慇懃無礼にそう言うと、光は土方から顔をふいと逸らした。井上の近くに寄ると、今日の稽古内容を話し始める。


「源さん、前回は竹刀を使った実戦形式でしたので、今回は柔術を中心とした練習を行いませんか?」


「そうだね。皆もそれでいいかい?」


一つ頷いた井上は、練習を止めて集まってきた隊士たちにそう尋ねた。皆が了承したことを確認し、井上は次なる指示を出し始める。
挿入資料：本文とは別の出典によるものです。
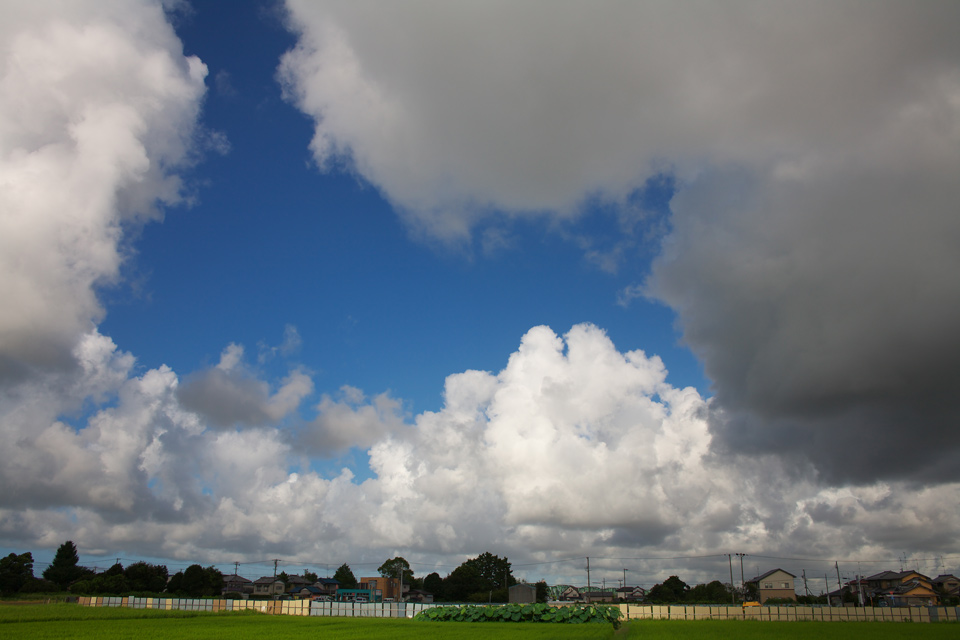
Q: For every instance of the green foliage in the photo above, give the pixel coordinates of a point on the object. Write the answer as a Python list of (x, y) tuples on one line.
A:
[(345, 577), (72, 622), (196, 582), (475, 579), (714, 592), (392, 568), (145, 577), (673, 589), (64, 569), (543, 591), (540, 612), (15, 572), (433, 583)]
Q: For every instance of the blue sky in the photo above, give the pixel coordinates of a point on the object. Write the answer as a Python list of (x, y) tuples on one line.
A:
[(272, 241), (339, 281)]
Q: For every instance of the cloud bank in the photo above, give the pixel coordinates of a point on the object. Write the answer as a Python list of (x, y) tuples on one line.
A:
[(814, 147)]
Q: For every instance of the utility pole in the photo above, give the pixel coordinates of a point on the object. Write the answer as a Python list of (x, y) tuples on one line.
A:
[(839, 582), (272, 586), (743, 585), (860, 585), (733, 591)]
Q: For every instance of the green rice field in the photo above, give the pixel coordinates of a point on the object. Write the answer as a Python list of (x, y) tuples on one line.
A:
[(68, 621)]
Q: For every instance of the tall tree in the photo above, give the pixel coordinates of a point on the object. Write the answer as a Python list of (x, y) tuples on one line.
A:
[(392, 569), (433, 583), (673, 589), (142, 576), (64, 569), (15, 572), (543, 591), (463, 582), (494, 570), (197, 581), (345, 577)]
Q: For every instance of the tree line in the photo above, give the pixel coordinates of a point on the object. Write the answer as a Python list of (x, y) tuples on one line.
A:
[(673, 590), (485, 578), (65, 573)]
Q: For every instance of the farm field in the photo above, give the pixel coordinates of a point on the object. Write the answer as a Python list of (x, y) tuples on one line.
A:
[(63, 621)]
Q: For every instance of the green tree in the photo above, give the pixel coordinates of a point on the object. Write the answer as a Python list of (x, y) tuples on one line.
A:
[(145, 577), (392, 569), (64, 569), (197, 582), (433, 583), (673, 589), (714, 592), (494, 571), (16, 571), (543, 591), (344, 575), (462, 582)]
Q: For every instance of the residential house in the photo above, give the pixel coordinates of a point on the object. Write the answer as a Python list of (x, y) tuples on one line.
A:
[(776, 583), (902, 589), (570, 593), (237, 584), (418, 595), (522, 593), (297, 582), (328, 586), (310, 592), (268, 586), (384, 588), (634, 594), (948, 585)]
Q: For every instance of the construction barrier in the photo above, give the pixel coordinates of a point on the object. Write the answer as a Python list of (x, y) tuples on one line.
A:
[(629, 611)]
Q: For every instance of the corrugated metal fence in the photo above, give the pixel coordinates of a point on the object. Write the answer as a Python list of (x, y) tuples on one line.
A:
[(630, 611)]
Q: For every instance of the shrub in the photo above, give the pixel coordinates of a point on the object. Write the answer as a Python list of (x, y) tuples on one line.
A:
[(540, 612)]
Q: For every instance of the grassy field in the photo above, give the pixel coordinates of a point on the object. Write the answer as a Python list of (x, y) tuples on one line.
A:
[(63, 621)]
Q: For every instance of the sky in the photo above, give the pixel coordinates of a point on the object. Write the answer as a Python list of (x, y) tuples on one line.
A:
[(646, 283)]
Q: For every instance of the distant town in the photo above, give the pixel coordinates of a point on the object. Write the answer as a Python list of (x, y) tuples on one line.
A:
[(486, 578)]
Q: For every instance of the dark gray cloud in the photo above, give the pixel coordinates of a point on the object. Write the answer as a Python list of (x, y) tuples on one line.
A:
[(824, 306)]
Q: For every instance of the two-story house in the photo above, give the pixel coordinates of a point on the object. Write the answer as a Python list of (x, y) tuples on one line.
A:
[(776, 583)]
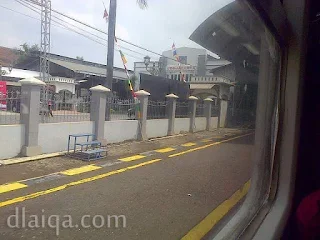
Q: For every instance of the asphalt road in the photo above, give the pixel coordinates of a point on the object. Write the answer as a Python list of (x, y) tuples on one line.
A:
[(163, 199)]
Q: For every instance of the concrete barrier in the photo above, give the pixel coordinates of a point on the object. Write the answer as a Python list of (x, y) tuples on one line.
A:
[(11, 140)]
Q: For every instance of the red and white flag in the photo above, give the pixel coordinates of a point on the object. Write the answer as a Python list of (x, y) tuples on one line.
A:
[(105, 14)]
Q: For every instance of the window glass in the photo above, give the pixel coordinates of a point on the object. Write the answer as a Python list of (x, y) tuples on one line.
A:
[(177, 114)]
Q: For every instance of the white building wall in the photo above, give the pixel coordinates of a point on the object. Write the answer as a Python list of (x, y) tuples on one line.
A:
[(157, 128), (181, 125), (53, 137), (214, 122), (11, 140), (119, 131)]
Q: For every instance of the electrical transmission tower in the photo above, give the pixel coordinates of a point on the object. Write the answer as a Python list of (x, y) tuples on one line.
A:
[(45, 38)]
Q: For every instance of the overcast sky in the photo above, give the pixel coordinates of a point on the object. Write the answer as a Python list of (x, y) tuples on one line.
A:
[(155, 28)]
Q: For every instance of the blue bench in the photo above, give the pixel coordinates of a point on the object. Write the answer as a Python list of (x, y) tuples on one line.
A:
[(94, 154), (92, 150)]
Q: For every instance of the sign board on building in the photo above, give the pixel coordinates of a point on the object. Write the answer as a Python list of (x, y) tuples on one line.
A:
[(182, 68)]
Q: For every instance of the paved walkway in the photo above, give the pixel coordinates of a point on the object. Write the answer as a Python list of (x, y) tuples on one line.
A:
[(164, 193)]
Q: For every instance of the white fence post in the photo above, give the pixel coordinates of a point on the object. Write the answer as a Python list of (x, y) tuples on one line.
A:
[(207, 105), (98, 110), (171, 110), (29, 115)]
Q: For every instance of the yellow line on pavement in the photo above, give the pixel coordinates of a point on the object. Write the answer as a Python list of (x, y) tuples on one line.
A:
[(200, 230), (164, 150), (75, 171), (188, 144), (132, 158), (206, 146), (64, 186), (11, 186)]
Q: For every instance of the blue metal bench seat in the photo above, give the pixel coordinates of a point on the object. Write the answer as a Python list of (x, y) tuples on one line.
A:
[(93, 153)]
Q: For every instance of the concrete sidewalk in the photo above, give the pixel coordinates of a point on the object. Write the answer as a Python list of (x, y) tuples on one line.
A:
[(43, 165)]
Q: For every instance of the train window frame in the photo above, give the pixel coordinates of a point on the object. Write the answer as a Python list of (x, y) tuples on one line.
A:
[(267, 221)]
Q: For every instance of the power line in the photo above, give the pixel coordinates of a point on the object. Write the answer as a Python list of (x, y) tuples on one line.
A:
[(101, 31), (27, 5), (60, 25)]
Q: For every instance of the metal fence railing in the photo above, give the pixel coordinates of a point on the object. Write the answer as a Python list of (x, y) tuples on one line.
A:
[(10, 108), (182, 109), (200, 110), (214, 110), (61, 108), (157, 110), (122, 109)]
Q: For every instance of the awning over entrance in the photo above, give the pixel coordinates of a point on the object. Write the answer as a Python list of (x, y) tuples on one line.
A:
[(87, 69)]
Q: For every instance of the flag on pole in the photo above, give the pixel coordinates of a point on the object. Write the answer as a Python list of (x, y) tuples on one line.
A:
[(124, 60), (174, 51), (105, 14)]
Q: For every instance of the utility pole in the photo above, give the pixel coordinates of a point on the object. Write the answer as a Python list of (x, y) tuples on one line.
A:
[(110, 56), (45, 47)]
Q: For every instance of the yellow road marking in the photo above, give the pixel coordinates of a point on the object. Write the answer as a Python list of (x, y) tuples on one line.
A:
[(200, 230), (75, 171), (206, 146), (188, 144), (64, 186), (11, 186), (164, 150), (132, 158)]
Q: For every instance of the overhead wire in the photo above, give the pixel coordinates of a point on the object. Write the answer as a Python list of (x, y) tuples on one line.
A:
[(60, 25), (101, 31)]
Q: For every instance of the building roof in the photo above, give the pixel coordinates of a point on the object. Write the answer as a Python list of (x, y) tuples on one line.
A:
[(194, 86), (8, 56), (84, 67), (229, 32)]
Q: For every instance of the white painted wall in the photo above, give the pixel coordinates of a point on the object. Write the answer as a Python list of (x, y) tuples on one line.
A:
[(121, 130), (157, 128), (11, 140), (181, 125), (223, 113), (214, 122), (53, 137), (200, 123)]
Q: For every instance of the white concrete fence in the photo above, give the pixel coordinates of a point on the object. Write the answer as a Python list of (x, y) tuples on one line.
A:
[(31, 137)]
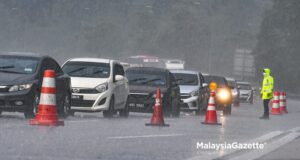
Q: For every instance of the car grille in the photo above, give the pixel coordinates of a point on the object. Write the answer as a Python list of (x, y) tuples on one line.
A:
[(82, 103), (85, 90), (185, 96), (4, 89), (2, 103)]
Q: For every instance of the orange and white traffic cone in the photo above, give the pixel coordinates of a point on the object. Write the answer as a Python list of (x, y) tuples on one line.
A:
[(47, 111), (157, 116), (283, 102), (211, 113), (275, 104)]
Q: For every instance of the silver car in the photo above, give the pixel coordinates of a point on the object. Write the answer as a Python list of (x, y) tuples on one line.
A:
[(190, 85)]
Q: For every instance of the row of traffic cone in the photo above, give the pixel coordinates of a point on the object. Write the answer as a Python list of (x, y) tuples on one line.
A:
[(279, 103)]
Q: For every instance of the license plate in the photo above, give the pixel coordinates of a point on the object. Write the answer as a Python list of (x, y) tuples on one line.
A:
[(137, 105), (77, 97)]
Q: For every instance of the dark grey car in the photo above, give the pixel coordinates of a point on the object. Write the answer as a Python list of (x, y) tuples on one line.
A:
[(21, 78), (143, 82)]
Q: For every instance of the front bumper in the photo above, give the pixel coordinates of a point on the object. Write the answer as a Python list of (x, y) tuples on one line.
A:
[(93, 102), (16, 101)]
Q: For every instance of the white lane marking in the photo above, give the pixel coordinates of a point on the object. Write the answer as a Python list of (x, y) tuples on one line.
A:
[(146, 136), (260, 139), (268, 148), (295, 129)]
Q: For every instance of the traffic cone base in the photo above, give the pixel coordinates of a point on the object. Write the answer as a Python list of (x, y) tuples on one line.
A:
[(275, 104), (47, 109), (283, 103), (159, 125), (211, 113), (157, 116)]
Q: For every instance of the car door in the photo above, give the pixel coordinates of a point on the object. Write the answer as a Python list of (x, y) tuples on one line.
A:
[(118, 91)]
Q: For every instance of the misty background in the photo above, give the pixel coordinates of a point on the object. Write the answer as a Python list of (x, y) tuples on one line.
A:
[(204, 33)]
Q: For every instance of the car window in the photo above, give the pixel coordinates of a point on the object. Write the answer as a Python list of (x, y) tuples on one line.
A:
[(186, 79), (87, 69), (119, 70), (18, 65), (146, 78)]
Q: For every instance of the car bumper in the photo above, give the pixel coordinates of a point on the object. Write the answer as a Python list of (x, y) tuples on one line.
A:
[(16, 101), (91, 102), (190, 103)]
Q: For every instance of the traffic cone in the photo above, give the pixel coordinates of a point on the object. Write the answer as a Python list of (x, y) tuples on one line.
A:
[(275, 104), (157, 116), (211, 113), (47, 111), (282, 103)]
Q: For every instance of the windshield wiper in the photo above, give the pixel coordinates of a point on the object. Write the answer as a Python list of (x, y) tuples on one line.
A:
[(7, 67), (137, 79), (151, 80), (8, 71), (76, 70)]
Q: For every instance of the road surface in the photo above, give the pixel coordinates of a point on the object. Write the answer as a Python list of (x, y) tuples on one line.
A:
[(91, 137)]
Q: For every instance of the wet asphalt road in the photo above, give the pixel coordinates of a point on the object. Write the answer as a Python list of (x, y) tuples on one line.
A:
[(90, 136)]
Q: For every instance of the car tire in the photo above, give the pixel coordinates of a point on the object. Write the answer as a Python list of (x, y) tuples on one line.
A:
[(64, 110), (110, 112), (30, 111), (227, 110), (124, 112)]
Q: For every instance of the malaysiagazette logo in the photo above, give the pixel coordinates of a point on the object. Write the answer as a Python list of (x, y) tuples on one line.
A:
[(233, 145)]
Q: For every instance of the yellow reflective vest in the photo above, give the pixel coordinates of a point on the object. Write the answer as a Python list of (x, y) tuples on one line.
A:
[(267, 85)]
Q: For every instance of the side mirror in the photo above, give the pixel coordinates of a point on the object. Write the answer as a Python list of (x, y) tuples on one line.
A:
[(119, 78)]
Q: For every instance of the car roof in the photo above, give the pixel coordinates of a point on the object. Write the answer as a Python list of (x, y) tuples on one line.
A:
[(153, 69), (96, 60), (244, 83), (230, 79), (24, 54), (184, 71)]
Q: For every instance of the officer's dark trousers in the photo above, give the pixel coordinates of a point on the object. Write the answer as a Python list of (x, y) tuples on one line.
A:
[(266, 107)]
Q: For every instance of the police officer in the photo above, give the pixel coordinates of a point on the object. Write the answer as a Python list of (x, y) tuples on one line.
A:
[(267, 91)]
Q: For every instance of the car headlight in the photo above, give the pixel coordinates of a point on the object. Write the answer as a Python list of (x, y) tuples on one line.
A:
[(20, 87), (234, 92), (223, 95), (102, 87), (194, 93), (161, 95)]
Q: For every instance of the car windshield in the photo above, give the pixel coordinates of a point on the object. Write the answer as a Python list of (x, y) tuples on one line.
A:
[(87, 69), (186, 79), (147, 79), (245, 86), (18, 65), (219, 80), (231, 83)]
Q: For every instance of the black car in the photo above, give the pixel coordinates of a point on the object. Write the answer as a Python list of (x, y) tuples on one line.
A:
[(21, 76), (223, 97), (143, 82)]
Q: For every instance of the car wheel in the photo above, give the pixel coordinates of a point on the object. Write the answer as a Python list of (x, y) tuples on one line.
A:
[(125, 112), (30, 111), (227, 110), (110, 112), (65, 109)]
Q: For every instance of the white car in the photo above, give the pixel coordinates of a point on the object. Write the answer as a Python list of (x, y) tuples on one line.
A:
[(97, 85), (175, 64), (190, 85)]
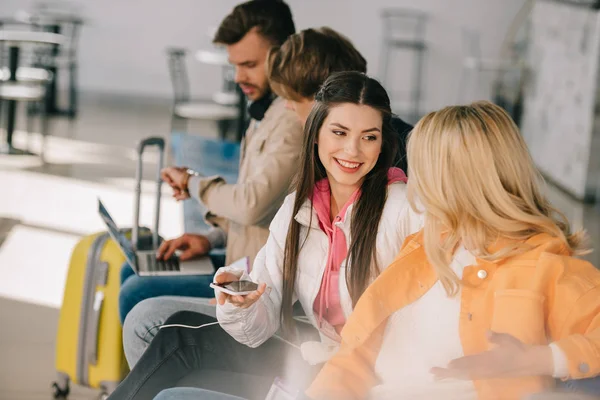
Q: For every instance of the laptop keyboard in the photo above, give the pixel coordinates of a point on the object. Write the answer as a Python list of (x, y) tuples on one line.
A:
[(155, 265)]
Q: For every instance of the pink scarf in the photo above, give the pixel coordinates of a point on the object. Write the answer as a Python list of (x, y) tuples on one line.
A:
[(327, 304)]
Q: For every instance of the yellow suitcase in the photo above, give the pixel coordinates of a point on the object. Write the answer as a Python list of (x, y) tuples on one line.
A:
[(89, 347)]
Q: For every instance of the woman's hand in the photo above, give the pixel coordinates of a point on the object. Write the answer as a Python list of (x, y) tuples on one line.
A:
[(238, 301), (509, 358)]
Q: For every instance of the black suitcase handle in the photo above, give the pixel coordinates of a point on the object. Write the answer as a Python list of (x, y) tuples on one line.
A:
[(141, 147)]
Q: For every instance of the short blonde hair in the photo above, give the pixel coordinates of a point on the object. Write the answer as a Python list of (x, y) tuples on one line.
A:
[(471, 170), (298, 67)]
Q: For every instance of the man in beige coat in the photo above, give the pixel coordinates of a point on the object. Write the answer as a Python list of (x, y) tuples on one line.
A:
[(239, 212)]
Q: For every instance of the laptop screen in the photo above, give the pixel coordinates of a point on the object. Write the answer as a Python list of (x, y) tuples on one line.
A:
[(117, 235)]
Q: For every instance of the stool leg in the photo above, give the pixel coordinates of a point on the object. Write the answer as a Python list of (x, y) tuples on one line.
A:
[(73, 90), (43, 129), (29, 126)]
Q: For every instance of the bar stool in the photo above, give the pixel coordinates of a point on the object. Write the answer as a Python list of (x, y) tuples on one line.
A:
[(33, 90), (64, 18), (506, 75), (404, 31), (184, 108)]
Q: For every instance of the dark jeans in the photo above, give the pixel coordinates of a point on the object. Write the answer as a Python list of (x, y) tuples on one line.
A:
[(136, 288), (208, 358)]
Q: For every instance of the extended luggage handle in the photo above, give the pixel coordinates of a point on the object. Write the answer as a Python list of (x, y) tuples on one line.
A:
[(148, 142)]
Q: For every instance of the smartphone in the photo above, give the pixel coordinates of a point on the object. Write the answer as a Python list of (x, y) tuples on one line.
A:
[(236, 288)]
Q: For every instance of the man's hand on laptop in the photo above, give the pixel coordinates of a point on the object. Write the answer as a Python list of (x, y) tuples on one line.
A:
[(177, 178), (190, 245)]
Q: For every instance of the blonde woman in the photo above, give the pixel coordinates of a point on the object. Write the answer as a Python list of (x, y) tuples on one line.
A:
[(487, 301)]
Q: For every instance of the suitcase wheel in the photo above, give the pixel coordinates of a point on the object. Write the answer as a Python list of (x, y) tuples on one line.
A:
[(61, 393)]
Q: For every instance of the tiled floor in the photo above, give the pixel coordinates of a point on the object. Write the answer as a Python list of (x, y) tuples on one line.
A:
[(44, 209)]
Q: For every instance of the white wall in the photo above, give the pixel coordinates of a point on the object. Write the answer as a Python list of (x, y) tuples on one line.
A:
[(122, 45)]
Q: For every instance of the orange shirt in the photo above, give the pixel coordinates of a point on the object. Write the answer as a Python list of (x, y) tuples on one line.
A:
[(540, 296)]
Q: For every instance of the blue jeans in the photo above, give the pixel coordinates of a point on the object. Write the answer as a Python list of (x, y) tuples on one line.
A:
[(193, 394), (136, 288)]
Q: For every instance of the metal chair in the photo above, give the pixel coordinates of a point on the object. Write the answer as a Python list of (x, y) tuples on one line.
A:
[(404, 30), (61, 18), (505, 75), (184, 108), (30, 88)]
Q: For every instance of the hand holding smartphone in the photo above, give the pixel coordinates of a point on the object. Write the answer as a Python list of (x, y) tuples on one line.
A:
[(235, 288), (241, 293)]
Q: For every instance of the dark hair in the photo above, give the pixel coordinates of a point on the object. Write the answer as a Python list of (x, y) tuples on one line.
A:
[(298, 67), (273, 19), (340, 88)]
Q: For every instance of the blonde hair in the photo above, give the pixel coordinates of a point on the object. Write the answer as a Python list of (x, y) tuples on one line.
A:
[(471, 170)]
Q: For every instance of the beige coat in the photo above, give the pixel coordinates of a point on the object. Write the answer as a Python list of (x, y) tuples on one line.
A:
[(269, 159)]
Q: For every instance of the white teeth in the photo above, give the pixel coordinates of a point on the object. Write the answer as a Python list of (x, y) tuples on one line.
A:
[(347, 164)]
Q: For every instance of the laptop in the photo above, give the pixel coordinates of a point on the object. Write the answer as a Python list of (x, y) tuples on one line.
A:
[(144, 262)]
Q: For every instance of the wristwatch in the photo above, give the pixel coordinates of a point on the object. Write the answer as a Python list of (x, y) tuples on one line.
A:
[(188, 173)]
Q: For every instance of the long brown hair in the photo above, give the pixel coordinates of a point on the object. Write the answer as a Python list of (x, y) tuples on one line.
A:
[(340, 88)]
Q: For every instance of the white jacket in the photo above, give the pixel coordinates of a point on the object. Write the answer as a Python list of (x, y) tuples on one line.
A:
[(254, 325)]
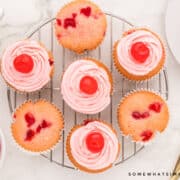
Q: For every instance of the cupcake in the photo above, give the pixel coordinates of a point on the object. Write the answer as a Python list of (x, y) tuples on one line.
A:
[(26, 66), (139, 54), (141, 114), (37, 125), (92, 147), (80, 25), (87, 86)]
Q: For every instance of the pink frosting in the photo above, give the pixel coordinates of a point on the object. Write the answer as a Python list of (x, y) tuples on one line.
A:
[(125, 58), (91, 160), (75, 98), (40, 74)]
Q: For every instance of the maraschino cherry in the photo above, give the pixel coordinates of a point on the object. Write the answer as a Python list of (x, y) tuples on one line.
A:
[(140, 52), (95, 142), (88, 85), (23, 63)]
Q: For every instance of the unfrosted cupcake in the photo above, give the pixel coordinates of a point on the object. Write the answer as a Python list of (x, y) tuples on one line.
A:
[(37, 126), (26, 66), (87, 86), (93, 147), (80, 25), (139, 54), (142, 114)]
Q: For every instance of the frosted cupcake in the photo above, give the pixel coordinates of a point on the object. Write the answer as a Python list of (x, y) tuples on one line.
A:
[(142, 114), (139, 54), (26, 66), (87, 86), (93, 147), (37, 126), (80, 25)]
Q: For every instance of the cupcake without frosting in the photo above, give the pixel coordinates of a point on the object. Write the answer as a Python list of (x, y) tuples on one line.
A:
[(93, 147), (80, 25), (141, 114), (87, 86), (37, 126), (27, 66), (139, 54)]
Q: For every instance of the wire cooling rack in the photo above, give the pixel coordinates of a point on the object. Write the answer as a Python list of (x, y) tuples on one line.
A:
[(63, 57)]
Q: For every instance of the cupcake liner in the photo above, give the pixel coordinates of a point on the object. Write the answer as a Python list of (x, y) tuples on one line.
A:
[(156, 132), (74, 162), (79, 50), (149, 75), (3, 148), (28, 151), (50, 74)]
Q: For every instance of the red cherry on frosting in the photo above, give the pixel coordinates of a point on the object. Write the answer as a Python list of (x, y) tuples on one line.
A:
[(95, 142), (30, 119), (140, 52), (23, 63), (88, 85), (156, 107)]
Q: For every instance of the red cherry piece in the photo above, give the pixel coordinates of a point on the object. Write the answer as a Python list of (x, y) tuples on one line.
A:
[(69, 22), (88, 85), (156, 107), (136, 115), (146, 135), (51, 62), (95, 142), (85, 122), (38, 129), (23, 63), (58, 21), (30, 119), (86, 11), (145, 115), (140, 52), (45, 124), (29, 135), (74, 15)]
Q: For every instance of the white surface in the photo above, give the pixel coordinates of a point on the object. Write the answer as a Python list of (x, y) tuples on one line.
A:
[(158, 157), (173, 27)]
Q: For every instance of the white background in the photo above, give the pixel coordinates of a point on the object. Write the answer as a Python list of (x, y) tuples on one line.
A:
[(160, 156)]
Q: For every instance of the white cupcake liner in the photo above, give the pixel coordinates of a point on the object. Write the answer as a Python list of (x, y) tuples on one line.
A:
[(29, 152), (156, 133), (3, 148)]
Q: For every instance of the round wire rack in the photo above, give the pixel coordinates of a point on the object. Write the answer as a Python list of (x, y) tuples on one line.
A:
[(63, 57)]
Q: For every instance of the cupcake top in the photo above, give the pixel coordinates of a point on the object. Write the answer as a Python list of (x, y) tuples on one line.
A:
[(141, 114), (94, 145), (26, 66), (139, 51), (37, 125), (86, 86), (80, 25)]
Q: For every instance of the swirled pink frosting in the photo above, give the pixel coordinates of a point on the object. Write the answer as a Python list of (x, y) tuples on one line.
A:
[(91, 160), (127, 61), (40, 74), (75, 98)]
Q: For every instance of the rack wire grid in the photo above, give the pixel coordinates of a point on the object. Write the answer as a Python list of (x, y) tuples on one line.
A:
[(63, 57)]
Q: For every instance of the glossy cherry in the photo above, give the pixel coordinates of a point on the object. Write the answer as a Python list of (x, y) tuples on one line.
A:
[(23, 63), (140, 52), (30, 119), (88, 85), (29, 135), (86, 11), (156, 107), (95, 142), (146, 135)]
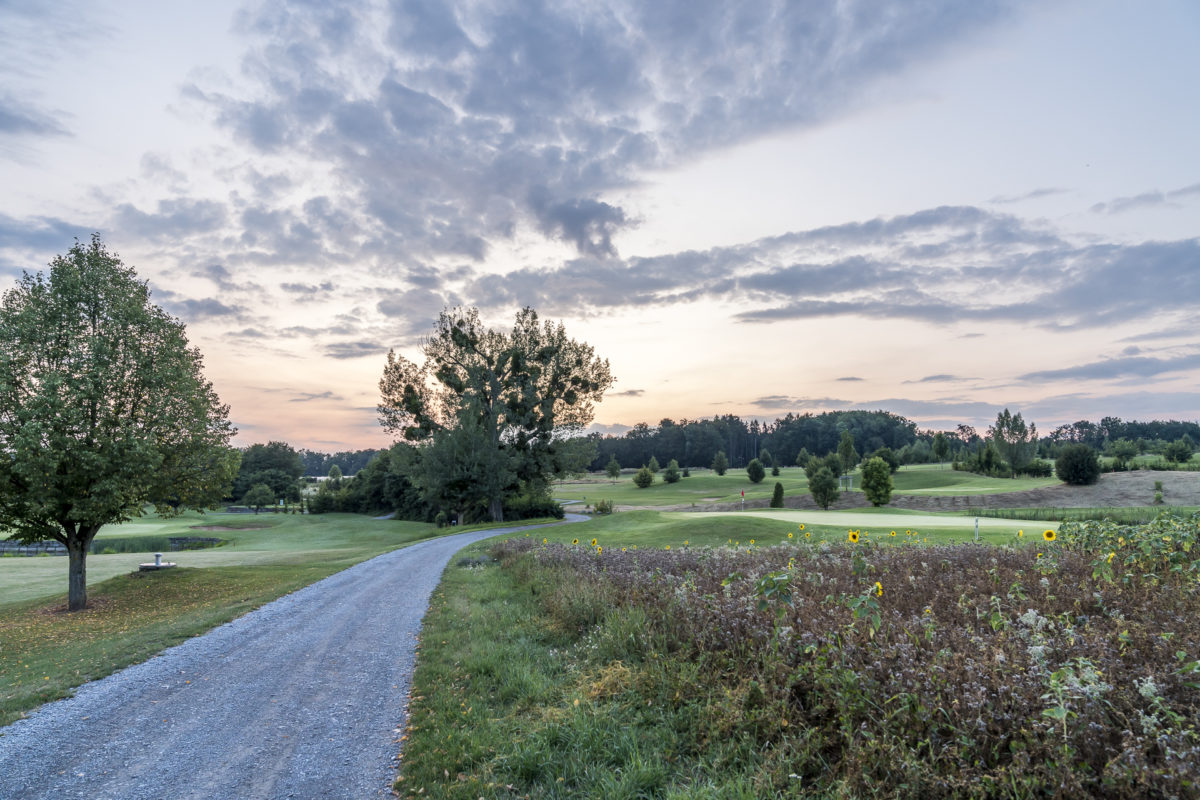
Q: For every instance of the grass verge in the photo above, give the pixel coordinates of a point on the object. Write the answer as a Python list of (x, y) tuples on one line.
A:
[(821, 672)]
組み手からし始めた六番隊に、それをじっと注視する光。途中に名指しで助言をいれる光は、なかなか様になっていた。


「……すげえな」


感嘆の息を吐く土方に、光は意味がよく分からず、少し首を傾げた。
「何がです?」


「お前の武術に対する知識と実力だ。いっそ恐ろしいくらい徹底的に、な……。師とやらに幼い時から教え込まれたのか?」


「……いえ、刀をとったのは四年前です」


ため息を混じりにそう答えると、珍しくも土方は「はあぁっ?!」とひょうきんな声を上げて叫んだ。


しかし、光が土方の顔を見ることはなく、呆然とする土方を残し、淡々と指導を続けていく。